Also preferably, there will be a first display port and a second
display port.
[0069] FIG. 1 shows a perspective view of one embodiment of an
analytical test device for performing assays in accord with the
invention. FIG. 1, therefore, depicts a housing 106 of rectangular
shape, although any appropriate shape may be employed. Housing 106
is composed of two parts. The first is top 100, in which one
opening appears, and the second is bottom 112. The opening through
housing top 100 is display port 102 through which the test result
can be viewed and compared. An opening through bottom 112 is
receiving port 118. Absorbent sample pad 108 is in container 126.
Container 126 is preferably composed of two parts, top 128 and
bottom 130.
[0070] FIG. 2 is an exploded view of the analytical test device of
FIG. 1. In this view, it can be seen that bottom 112 contains floor
143, sidewalls 145, snaps 128 and receiving port 118. Contained
within housing 106 will be membranes containing the reagents for
carrying out the assay. In one embodiment there will be absorbent
membrane 124 and reaction membrane 122. Absorbent membrane 124 and
reaction membrane 122 will be in contact with, but need not be
affixed, to each other. In addition, they will be disposed along
floor 143 in the assembled device with absorbent membrane 124
toward receiving port 118 and reaction membrane 122 beneath display
port 102. Absorbent sample pad 108 forms a separate part of the
device which can be contacted with fluid sample, and then inserted
through receiving port 118 to be in fluid flow contact with
absorbent membrane 124.
[0071] FIG. 3 shows a perspective view of another embodiment of the
analytical test device for performing assays in accord with the
invention. To that end housing 207 is composed of top 208, bottom
216, and has a first display port 210 and second display port 212
positioned on top 208, preferably in close proximity for ease of
comparison of results. In addition, housing 208 has receiving port
214. Inside container 202, will be absorbent sample pad 204.

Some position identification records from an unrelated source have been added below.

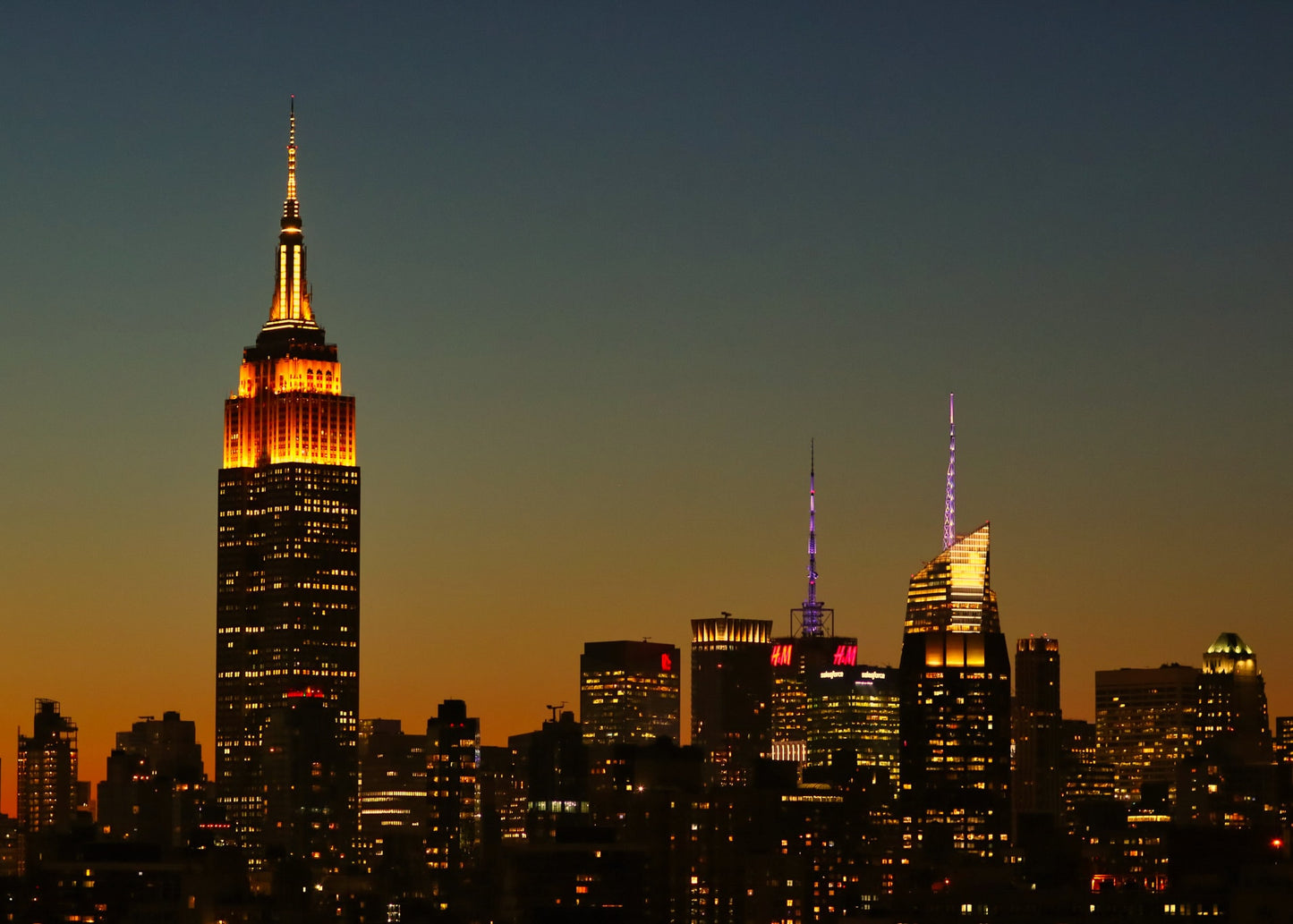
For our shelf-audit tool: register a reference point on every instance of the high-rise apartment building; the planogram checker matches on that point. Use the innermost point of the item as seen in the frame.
(1283, 742)
(1085, 779)
(1232, 696)
(731, 696)
(955, 712)
(156, 784)
(628, 691)
(856, 720)
(392, 801)
(1037, 728)
(47, 776)
(1144, 724)
(1229, 778)
(287, 592)
(549, 770)
(453, 786)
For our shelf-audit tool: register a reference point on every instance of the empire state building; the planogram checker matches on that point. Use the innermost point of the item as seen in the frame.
(287, 598)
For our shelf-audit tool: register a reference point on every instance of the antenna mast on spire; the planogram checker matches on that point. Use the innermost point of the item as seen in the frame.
(812, 526)
(949, 504)
(291, 209)
(812, 618)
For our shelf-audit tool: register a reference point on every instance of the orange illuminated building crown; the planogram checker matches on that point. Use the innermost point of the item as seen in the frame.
(288, 406)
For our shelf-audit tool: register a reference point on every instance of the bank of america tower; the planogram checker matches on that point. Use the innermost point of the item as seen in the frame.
(287, 598)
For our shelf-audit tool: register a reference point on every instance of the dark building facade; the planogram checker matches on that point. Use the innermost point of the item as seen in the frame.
(731, 696)
(1037, 728)
(630, 691)
(854, 711)
(955, 712)
(392, 801)
(551, 777)
(47, 777)
(156, 786)
(453, 828)
(287, 592)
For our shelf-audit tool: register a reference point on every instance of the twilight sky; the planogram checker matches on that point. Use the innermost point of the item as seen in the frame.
(598, 273)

Container 202 is preferably composed of top 200 and bottom 206.
[0072] FIG. 4 is an exploded view of the analytical test device
shown in FIG. 3, and shows the components, top 208, bottom 216,
lower plane 221, upper plane 240, slope 234, sidewalls 223, snaps
218, locating points 232, 242, 228 and 238, fluid gully 224,
receiving port 214, and membranes containing the reagents for
carrying out the assay, as described below. To that end, it can be
seen that contained within housing 207 is absorbent membrane 224,
reaction membrane 222 and collecting pad 220. Absorbent membrane
224 will be placed along lower plane 221 and along slope 234.
Preferably, absorbent membrane 224 will be affixed to a nonporous
substrate 226 such as vinyl coated paper or plastic coated paper by
an adhesive or other suitable means. Substrate 226 will extend
along upper plane 240 to form a surface to which reaction membrane
222 will be affixed. Absorbent membrane 224 and reaction membrane
222 will be in contact with, but need not be affixed, to each
other. In another embodiment, absorbent membrane 224 will be split
at its point of attachment to substrate 226 to extend above and
below the substrate. This configuration serves to regulate the flow
of fluid sample from absorbent membrane 224 to reaction membrane
222. Flow control can also be enhanced by placement of a well or
fluid gully 224 below the junction between membranes 224 and 222.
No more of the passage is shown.